Three out-takes from the No Easy Way Out sessions
(Requiem For Fashionable Trousers, an alternative
version of Living In A Factory and a version
of An Die Freude) were included on Dean Poole's
5 x C60 Various Artists package on Sexy Records. An Die Freude
(the choral part of Beethoven's 9th Symphony), a ludicrously over-the-top
jazz-punk jam that lurches and reels along for about 7 minutes, is thought
by many to be 391's finest moment of this era.
by Everyone Else
The sleeve of No
Easy Way Out bore the cryptic statement "391 - we're
the same as Everyone Else". This was meant as a pointer to the next
project: the name 391 was to be killed off and replaced by Everyone Else
in an attempt to throw off the limitations and preconceptions imposed
by the "Dadaist" tag. Two new members were recruited, John's
wife Jackie and his old art-school friend William Thorne.

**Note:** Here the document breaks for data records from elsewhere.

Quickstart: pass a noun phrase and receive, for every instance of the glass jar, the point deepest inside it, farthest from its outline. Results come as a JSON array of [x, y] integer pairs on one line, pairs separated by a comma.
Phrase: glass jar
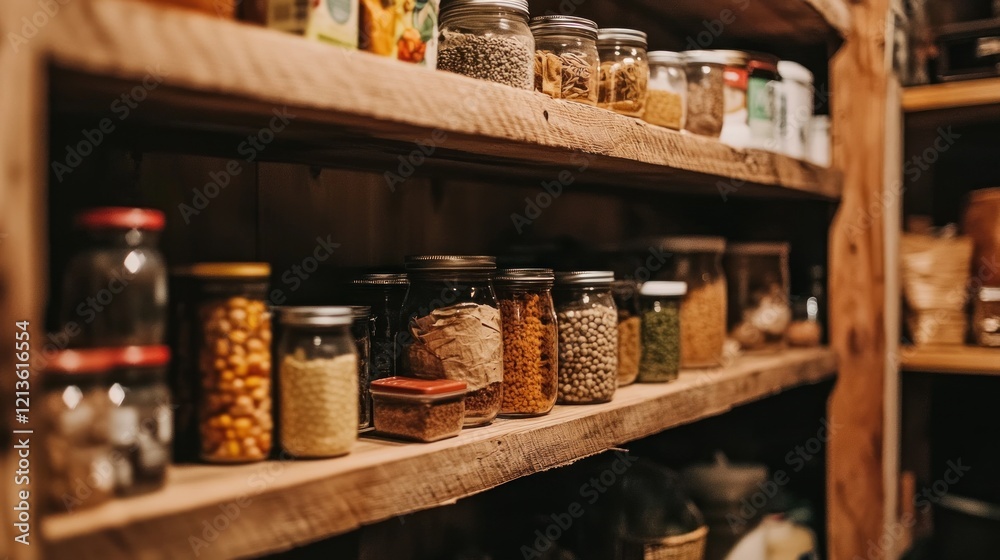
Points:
[[666, 100], [141, 420], [488, 40], [759, 289], [624, 74], [452, 330], [706, 102], [566, 61], [530, 341], [234, 360], [588, 337], [115, 288], [75, 409], [318, 376], [626, 294], [660, 303], [986, 317]]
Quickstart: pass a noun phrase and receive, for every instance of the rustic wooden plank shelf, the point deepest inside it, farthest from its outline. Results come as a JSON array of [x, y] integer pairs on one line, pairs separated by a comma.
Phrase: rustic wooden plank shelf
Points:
[[272, 506]]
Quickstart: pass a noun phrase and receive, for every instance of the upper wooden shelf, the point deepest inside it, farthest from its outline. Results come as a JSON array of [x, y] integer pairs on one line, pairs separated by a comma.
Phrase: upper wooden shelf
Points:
[[278, 505], [225, 80]]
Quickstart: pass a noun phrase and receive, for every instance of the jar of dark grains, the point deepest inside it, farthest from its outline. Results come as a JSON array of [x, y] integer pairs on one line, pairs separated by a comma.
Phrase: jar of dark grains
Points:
[[488, 40], [660, 303], [530, 341], [588, 337], [451, 329], [566, 60], [115, 288]]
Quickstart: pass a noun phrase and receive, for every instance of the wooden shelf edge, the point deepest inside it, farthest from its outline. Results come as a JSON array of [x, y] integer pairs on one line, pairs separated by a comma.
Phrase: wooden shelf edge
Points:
[[268, 507]]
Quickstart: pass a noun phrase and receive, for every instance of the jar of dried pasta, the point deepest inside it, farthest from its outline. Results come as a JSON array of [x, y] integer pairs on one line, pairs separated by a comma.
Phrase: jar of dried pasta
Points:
[[624, 73], [566, 60]]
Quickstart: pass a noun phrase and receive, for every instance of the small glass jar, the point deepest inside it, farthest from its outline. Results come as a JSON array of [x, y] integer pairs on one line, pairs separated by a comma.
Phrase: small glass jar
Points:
[[141, 420], [624, 75], [666, 100], [115, 289], [588, 337], [661, 330], [451, 329], [986, 317], [566, 60], [76, 409], [234, 361], [530, 341], [318, 375], [706, 103], [626, 294], [488, 40]]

Work was begun on a cassette, Everything Else,
but not far into the preliminary recording sessions Sharon announced her
intention to quit and pursue a career in film-making. The other members
of Everyone Else seemed to accept this development, even agreeing to provide
the soundtrack music for Sharon's first film The Empty Room.
However, Sharon's stabilising effect on the band had been underestimated
and in a couple of months, with only four tracks completed, Everyone Else
Subsequently, John and Mark collected up all the existing masters of unreleased
and difficult to obtain material and compiled the definitive 391 retrospective,
New Roads: New Ruts. This cassette included
material from the offshoot bands The Small Furry Things and The English
Assassins as well as all the existing Everyone Else recordings, and seemed
to hammer the last nail into the coffin of the 391 experiment.
For Goats and the Rebirth of 391
The 391 concept lay
dormant for the following twenty years until, in early 2004, Mark made
contact with New York-based cultural labourer christophilax.
From their ensuing dialogue, a plan was hatched to collaborate on an auditory
artefact, and 391 were reformed for the purpose. In the intervening years,
recording methods had advanced beyond all recognition, but the band members
embraced the new technology with an enthusiasm that only those who have
previously had to manually splice tape-loops could comprehend. The newly-reformed
391 recorded five new tracks that were sent to christophilax for further
processing and eventually released on the CD Calculus
For Goats, credited to c-391.
The original tracks were also issued as a limited edition 391 CD-EP
under the name On Carey Street,
which was given away free with all orders from the Waterden
online catalogue until stocks ran out. More CDs followed.